Residential real estate is well placed to ride out the current market crisis, according to an investment expert.
The co-founder and CEO of Freedom Property Investors, Scott Kuru, has reflected on the question: Where should you invest during and post-pandemic?
From his perspective, the answer is definitely not in business, since it’s “always been a wild horse, one with scope to promise a pot of gold at the end of the rainbow or better the light of success at the end of the dark tunnel of start-up risk and looming competition”.
While conceding that many business genres do have strong foundations, Mr Kuru said they are all to be considered with caution.
“Any size of business is at liberty of market trends and unexpected shifts such as COVID-19 and its impending aftermath, where many businesses have taken a big hit and are yet to suffer for time to come,” he said.
He argued that businesses will always be subject to such unexpected forces or changes in market climate “and hence are volatile as an investment”.
Instead, Mr Kuru lauded residential property for its continued upholding as “a stable place in any property market”.
“One just needs to look at the rows of empty retail shops and the change of use of warehouses and office spaces to see that residential property remains as a safe investment staple,” he continued.
According to the investment expert, “Australia stands strong as a solid and sought-after investment location globally when it comes to residential real estate”.
“Evidenced by the unwavering inflow of foreign investors seeking our residential properties, sticking to home shores is certainly the way to go.”
He commented that while opportunities do exist everywhere if you know how to identify them, “none are as certain as the demand for residential property”.
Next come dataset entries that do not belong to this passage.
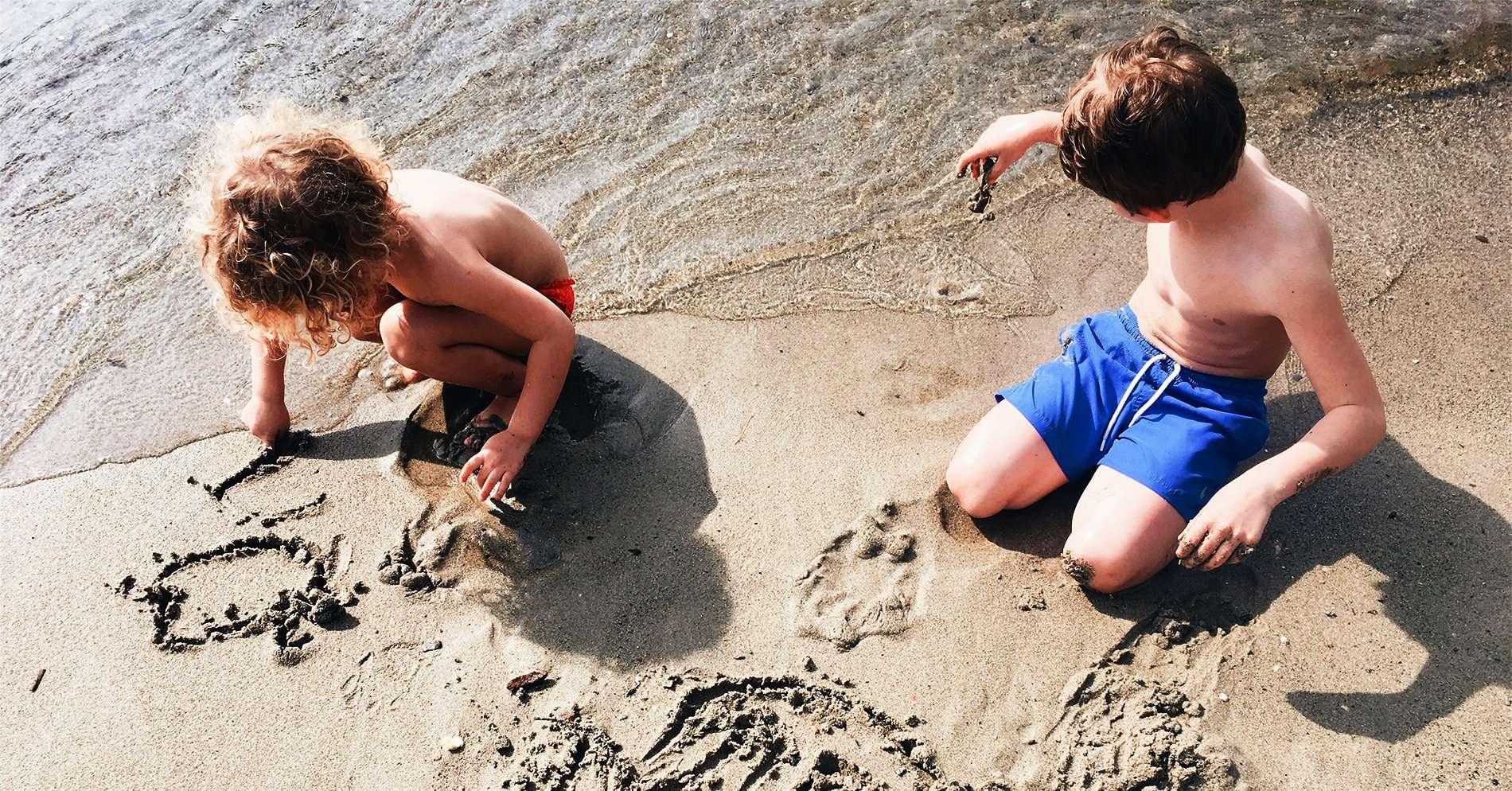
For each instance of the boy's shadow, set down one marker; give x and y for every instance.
(606, 559)
(1444, 554)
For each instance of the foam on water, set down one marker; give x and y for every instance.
(702, 158)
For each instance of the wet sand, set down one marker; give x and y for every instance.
(734, 564)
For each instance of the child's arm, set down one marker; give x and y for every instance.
(1007, 139)
(1354, 421)
(484, 289)
(265, 413)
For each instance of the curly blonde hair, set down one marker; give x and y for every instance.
(294, 224)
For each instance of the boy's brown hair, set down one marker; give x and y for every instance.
(1152, 123)
(294, 224)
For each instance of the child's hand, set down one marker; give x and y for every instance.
(1226, 527)
(497, 463)
(267, 418)
(1007, 139)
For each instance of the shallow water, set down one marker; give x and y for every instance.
(707, 158)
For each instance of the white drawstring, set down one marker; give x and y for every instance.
(1160, 391)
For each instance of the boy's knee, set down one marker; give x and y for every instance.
(969, 490)
(1097, 567)
(396, 329)
(982, 497)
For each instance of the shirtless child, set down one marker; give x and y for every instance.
(1164, 396)
(312, 240)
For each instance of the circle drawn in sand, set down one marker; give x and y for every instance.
(867, 581)
(286, 618)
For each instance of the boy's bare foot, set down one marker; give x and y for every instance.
(401, 374)
(501, 407)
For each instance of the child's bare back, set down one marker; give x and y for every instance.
(310, 240)
(454, 221)
(1163, 398)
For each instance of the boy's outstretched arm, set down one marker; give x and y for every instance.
(1007, 139)
(1354, 421)
(265, 413)
(485, 289)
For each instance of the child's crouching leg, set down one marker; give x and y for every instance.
(1120, 534)
(1001, 465)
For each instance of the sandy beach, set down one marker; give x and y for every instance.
(734, 564)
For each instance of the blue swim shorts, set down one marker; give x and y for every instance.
(1115, 399)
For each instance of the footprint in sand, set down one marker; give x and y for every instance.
(384, 676)
(870, 578)
(1133, 720)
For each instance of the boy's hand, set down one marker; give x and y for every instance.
(1226, 527)
(497, 463)
(267, 418)
(1007, 139)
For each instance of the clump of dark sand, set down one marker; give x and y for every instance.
(285, 618)
(983, 196)
(740, 732)
(1132, 720)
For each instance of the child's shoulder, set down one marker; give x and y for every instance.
(1292, 221)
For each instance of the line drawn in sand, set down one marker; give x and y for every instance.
(1133, 719)
(738, 734)
(286, 616)
(871, 578)
(275, 457)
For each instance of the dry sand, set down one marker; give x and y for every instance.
(735, 567)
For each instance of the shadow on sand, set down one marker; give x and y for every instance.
(1444, 554)
(605, 560)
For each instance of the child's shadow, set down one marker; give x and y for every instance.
(605, 559)
(1444, 554)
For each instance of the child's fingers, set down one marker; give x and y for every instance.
(489, 485)
(969, 161)
(470, 466)
(998, 168)
(1191, 539)
(1221, 555)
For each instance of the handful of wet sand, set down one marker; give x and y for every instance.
(979, 201)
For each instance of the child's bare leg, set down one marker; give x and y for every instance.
(407, 376)
(458, 347)
(1120, 534)
(1003, 463)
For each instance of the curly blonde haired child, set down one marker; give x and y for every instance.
(312, 240)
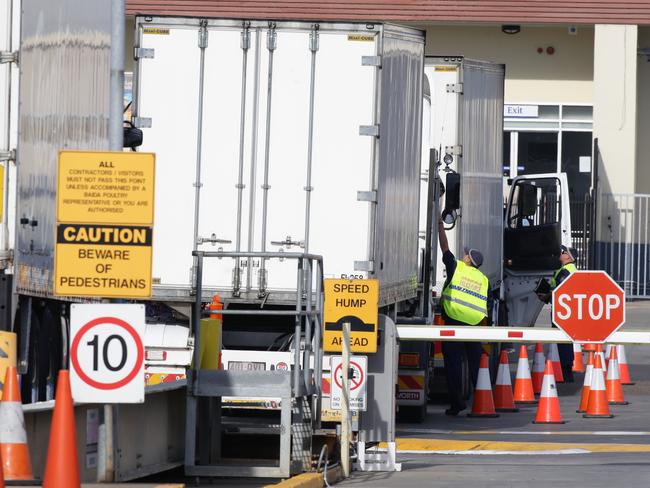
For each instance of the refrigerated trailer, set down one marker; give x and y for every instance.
(284, 143)
(463, 126)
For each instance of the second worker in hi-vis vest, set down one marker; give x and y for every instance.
(568, 265)
(464, 302)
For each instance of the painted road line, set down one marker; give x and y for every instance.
(406, 445)
(520, 432)
(490, 452)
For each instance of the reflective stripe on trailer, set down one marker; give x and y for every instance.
(506, 334)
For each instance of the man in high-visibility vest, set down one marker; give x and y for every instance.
(567, 260)
(464, 302)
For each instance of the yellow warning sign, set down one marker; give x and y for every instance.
(448, 69)
(361, 37)
(356, 302)
(156, 30)
(7, 355)
(104, 229)
(105, 187)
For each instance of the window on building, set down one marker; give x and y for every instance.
(506, 154)
(537, 153)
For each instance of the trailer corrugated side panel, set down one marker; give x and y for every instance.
(481, 137)
(349, 232)
(64, 104)
(398, 171)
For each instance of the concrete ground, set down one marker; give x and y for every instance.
(511, 451)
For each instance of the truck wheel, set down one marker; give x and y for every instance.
(466, 382)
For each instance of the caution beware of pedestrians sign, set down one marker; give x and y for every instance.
(356, 302)
(104, 229)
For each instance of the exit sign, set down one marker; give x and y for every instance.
(521, 111)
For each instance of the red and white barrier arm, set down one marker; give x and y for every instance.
(505, 334)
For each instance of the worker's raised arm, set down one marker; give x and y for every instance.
(442, 236)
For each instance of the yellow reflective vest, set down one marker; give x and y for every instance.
(465, 297)
(569, 267)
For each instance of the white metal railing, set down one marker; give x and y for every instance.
(622, 247)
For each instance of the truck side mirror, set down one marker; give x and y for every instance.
(132, 136)
(528, 199)
(452, 198)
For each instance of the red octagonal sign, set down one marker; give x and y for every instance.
(589, 306)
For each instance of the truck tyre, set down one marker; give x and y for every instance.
(466, 381)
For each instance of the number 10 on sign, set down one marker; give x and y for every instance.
(107, 353)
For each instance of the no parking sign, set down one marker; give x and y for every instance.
(107, 353)
(358, 381)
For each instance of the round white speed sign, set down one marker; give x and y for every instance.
(107, 353)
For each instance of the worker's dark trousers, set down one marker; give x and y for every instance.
(566, 355)
(453, 353)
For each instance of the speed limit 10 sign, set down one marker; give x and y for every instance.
(107, 353)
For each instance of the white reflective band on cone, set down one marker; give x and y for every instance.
(12, 423)
(523, 370)
(549, 390)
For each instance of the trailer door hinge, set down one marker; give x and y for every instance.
(455, 88)
(371, 61)
(367, 196)
(368, 266)
(369, 130)
(143, 53)
(8, 155)
(454, 150)
(141, 122)
(8, 57)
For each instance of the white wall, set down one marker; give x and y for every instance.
(564, 77)
(615, 72)
(643, 116)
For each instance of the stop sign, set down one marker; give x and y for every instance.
(589, 306)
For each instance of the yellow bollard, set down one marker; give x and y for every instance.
(7, 354)
(210, 344)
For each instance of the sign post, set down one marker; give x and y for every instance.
(589, 306)
(345, 410)
(107, 353)
(356, 302)
(104, 228)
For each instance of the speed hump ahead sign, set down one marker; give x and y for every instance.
(356, 302)
(107, 353)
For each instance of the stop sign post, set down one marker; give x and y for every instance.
(589, 306)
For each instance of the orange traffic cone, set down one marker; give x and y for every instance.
(548, 411)
(483, 405)
(586, 386)
(613, 383)
(623, 367)
(554, 356)
(503, 398)
(578, 363)
(608, 354)
(599, 352)
(538, 368)
(62, 467)
(523, 382)
(597, 406)
(13, 438)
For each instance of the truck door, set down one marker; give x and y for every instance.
(537, 223)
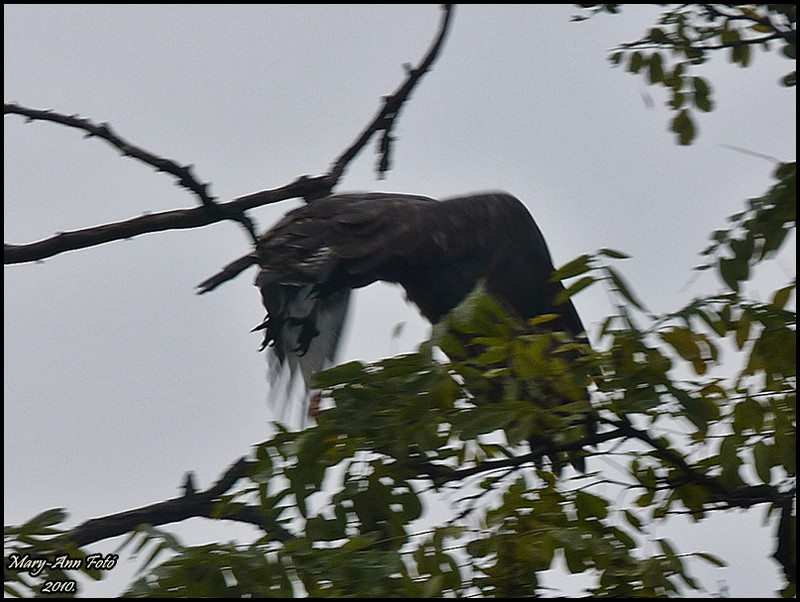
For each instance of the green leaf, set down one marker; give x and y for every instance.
(763, 461)
(614, 254)
(573, 289)
(622, 287)
(683, 125)
(781, 296)
(576, 267)
(655, 68)
(711, 558)
(702, 93)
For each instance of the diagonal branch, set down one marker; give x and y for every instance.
(192, 504)
(385, 119)
(210, 212)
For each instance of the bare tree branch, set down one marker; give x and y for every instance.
(210, 212)
(192, 504)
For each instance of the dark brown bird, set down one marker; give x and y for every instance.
(436, 250)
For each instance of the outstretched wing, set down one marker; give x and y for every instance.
(437, 250)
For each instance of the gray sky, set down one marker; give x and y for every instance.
(118, 379)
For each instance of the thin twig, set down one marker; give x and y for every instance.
(192, 504)
(210, 212)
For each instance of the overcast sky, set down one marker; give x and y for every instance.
(118, 379)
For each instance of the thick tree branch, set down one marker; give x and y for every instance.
(192, 504)
(211, 212)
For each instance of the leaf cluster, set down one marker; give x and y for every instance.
(685, 37)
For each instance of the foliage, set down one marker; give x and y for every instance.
(685, 37)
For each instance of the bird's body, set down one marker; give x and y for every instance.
(438, 251)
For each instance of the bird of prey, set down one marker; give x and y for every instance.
(436, 250)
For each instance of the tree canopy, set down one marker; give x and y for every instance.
(344, 505)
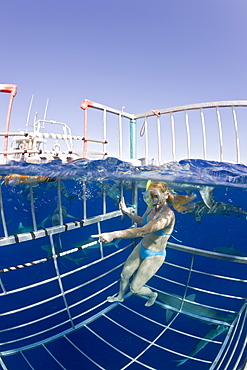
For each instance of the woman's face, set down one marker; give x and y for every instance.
(157, 197)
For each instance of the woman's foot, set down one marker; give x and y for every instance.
(151, 300)
(115, 299)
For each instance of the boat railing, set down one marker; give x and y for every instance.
(210, 131)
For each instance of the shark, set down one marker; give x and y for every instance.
(58, 250)
(210, 335)
(55, 217)
(174, 301)
(205, 191)
(23, 229)
(190, 308)
(63, 190)
(112, 192)
(199, 210)
(229, 250)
“With a population growth of 1.8 per cent per annum, our current population of 25.5 million is expected to surpass 37.6 million by 2050. And, as we already have a housing shortage and the lowest interest rate on money you will ever have, it does not take much to work out that residential property here in Australia is a safe haven to invest in,” he said.
“Only if you know just what to buy.”
Mr Kuru flagged that worthwhile investment locations “must, of course, tick crucial due diligence boxes, such as proximity to transport, shopping, schools and work centres”.
“There has to be active or planned infrastructure spending and notable population growth before even looking at the type of investment to consider. Only then, assessing what kind of properties holds maximum tenant and buyer appeal to truly make it the next high-growth location,” he said.
The investor warned that most investors who rush for reduced sales or buy ad-hoc based on price alone, without the deeper considerations of thorough due diligence, often find themselves holding non-performing investment properties.
But “no matter what the financial climate, what the trend of the day or which segment of industry or business is having its high-growth heyday, people will always have to live somewhere and will need to rent or buy a roof over their heads”.